Friday, June 27, 2014

: re: Redrawn Lines Seen as No Cure in Iraq Conflict



---------- Forwarded message ----------
From: barry levine 
Date: Fri, Jun 27, 2014 at 8:37 AM
Subject: re: Redrawn Lines Seen as No Cure in Iraq Conflict
To: "letters@nytimes.com"


To the Editor:
   Iraq was invented in 1916 by sir Mark Sykes and Francois-George Picot; no actual Iraqis were involved. Perhaps because there was a war raging at the time, no effort was spent matching the borders to ethnic or cultural divisions.  Two years later when Yugoslavia was carved from the defunct AustroHungarian empire the victors were a little more sophisticated.

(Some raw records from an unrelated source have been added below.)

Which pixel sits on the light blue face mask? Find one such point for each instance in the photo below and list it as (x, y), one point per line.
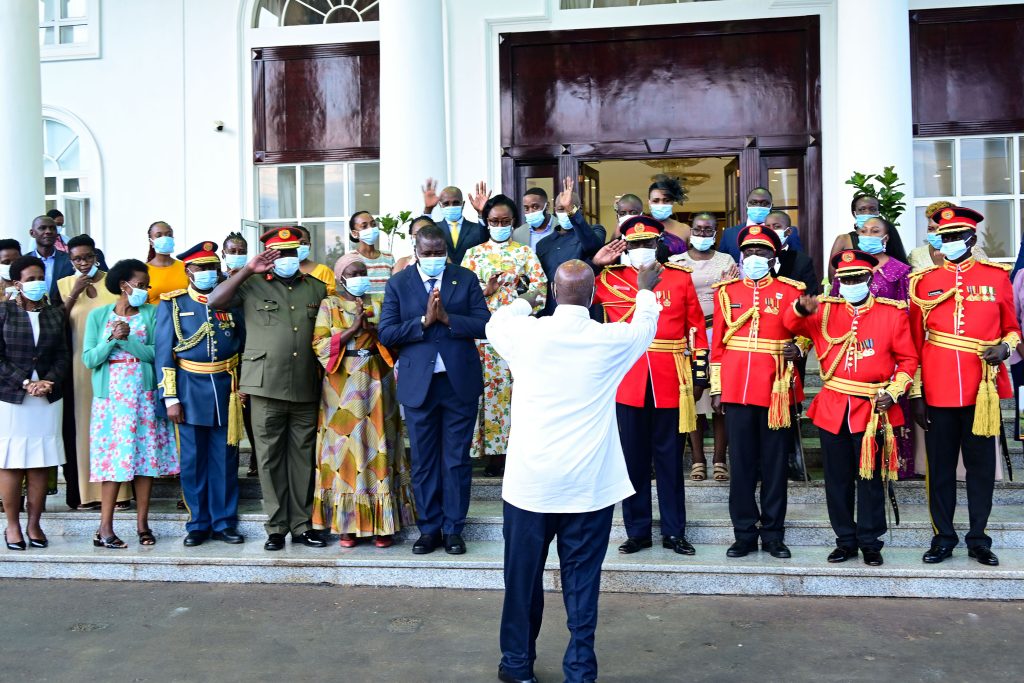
(205, 281)
(854, 293)
(660, 211)
(453, 214)
(871, 244)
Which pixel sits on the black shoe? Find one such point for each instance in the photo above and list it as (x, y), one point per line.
(984, 556)
(426, 544)
(634, 546)
(872, 557)
(274, 542)
(678, 544)
(312, 539)
(454, 545)
(509, 678)
(196, 539)
(936, 554)
(776, 549)
(740, 549)
(229, 535)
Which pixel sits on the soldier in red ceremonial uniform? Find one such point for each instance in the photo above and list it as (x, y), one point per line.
(964, 327)
(866, 366)
(753, 381)
(655, 400)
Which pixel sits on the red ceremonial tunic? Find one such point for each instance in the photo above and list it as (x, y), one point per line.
(964, 306)
(860, 351)
(744, 368)
(681, 321)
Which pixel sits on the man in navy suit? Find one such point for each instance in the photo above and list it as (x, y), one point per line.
(433, 313)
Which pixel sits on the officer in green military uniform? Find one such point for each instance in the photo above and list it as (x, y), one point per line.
(280, 373)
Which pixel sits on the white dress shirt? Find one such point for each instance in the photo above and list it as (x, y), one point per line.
(563, 451)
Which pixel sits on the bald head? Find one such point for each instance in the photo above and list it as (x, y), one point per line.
(574, 284)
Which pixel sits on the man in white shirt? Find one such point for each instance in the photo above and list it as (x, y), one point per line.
(565, 469)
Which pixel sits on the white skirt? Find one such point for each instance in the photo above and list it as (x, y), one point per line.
(30, 433)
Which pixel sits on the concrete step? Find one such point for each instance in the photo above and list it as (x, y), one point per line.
(807, 524)
(655, 570)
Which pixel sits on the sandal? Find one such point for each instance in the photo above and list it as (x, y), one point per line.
(111, 542)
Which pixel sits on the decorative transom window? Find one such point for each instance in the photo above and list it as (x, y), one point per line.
(303, 12)
(984, 173)
(69, 29)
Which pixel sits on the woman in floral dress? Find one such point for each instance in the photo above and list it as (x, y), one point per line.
(127, 440)
(364, 484)
(507, 270)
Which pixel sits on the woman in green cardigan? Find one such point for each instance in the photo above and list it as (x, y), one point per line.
(127, 440)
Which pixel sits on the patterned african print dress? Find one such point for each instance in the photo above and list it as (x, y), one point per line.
(519, 267)
(364, 485)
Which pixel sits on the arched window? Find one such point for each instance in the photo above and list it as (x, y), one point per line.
(304, 12)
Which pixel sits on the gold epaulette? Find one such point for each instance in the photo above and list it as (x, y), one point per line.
(891, 302)
(796, 283)
(167, 296)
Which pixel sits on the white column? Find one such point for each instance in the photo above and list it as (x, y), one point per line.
(876, 125)
(414, 143)
(20, 121)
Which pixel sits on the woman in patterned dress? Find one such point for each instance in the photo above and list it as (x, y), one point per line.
(127, 440)
(364, 484)
(507, 269)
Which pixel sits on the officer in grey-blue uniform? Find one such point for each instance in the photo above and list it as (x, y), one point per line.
(198, 351)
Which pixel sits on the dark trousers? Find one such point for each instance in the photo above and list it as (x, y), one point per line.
(948, 433)
(286, 437)
(842, 461)
(209, 477)
(756, 452)
(440, 432)
(652, 433)
(583, 541)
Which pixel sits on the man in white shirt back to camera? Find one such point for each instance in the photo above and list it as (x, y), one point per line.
(565, 469)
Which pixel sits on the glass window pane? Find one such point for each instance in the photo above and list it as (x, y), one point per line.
(933, 168)
(985, 166)
(276, 191)
(368, 182)
(997, 233)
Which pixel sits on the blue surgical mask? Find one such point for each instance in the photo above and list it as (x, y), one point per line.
(235, 261)
(501, 233)
(164, 245)
(701, 244)
(854, 293)
(368, 236)
(356, 286)
(35, 290)
(536, 218)
(137, 297)
(432, 265)
(862, 218)
(286, 266)
(205, 280)
(660, 211)
(871, 244)
(453, 214)
(953, 250)
(758, 214)
(755, 267)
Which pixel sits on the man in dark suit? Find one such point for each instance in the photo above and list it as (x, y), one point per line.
(758, 208)
(433, 313)
(460, 235)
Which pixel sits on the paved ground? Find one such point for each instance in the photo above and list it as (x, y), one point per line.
(107, 631)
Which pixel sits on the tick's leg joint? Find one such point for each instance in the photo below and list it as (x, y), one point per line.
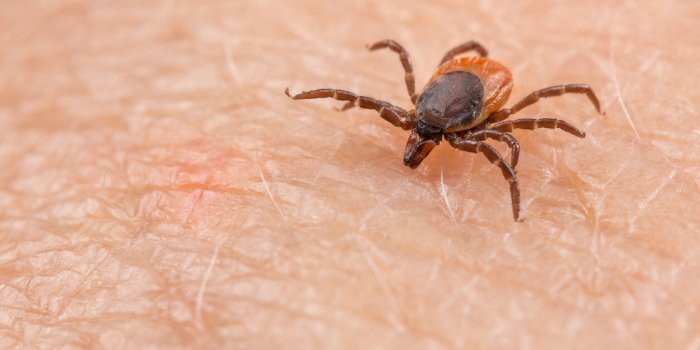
(464, 48)
(551, 91)
(397, 116)
(495, 158)
(405, 61)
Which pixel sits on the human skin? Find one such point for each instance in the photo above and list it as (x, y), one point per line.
(159, 189)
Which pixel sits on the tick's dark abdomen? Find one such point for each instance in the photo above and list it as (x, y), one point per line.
(456, 98)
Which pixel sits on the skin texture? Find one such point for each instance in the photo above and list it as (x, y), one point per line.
(159, 190)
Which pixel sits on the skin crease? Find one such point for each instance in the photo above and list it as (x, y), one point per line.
(159, 190)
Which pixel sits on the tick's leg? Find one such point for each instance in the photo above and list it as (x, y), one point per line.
(531, 124)
(393, 114)
(466, 47)
(514, 145)
(544, 93)
(496, 159)
(405, 61)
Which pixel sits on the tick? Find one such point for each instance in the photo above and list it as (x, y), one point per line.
(462, 103)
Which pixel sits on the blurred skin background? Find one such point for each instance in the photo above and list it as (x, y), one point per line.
(159, 190)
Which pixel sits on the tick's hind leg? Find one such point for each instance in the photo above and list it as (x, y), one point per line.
(544, 93)
(531, 124)
(466, 47)
(393, 114)
(495, 158)
(405, 61)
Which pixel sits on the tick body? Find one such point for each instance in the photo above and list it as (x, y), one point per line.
(462, 103)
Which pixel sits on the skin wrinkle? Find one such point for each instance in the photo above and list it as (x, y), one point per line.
(129, 151)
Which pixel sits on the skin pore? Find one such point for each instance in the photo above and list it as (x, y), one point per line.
(159, 189)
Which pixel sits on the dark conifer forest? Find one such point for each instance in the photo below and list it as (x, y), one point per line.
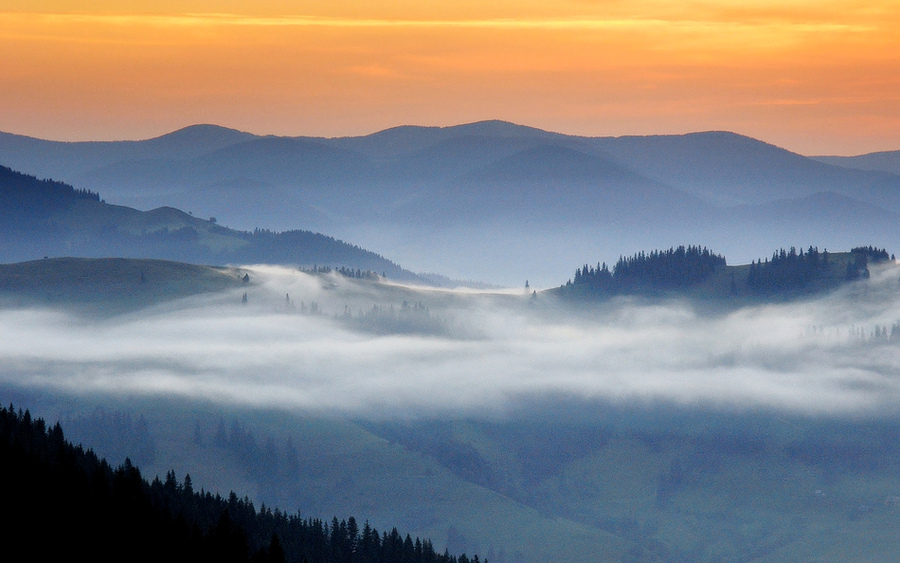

Note the absence of geometrically straight lines there.   In each case, ethnic tensions could be suppressed for decades by a repressive regime. In neither case did this forge a national identity.
    After WWII, a new wave of nation drawing gave us new states from Algeria to Zaire. Not all have proven to be politically or ethnically coherent. But this wave came with the enunciation of a guiding principle. The U.N. Charter celebrates the right of Peoples to self-determination. No boundary drawn on paper will solve the Sunni-Shiite rift that goes back to the death of the Prophet. But it's long, long overdue that we acknowledge that the Kurds deserve a state no less than any other People.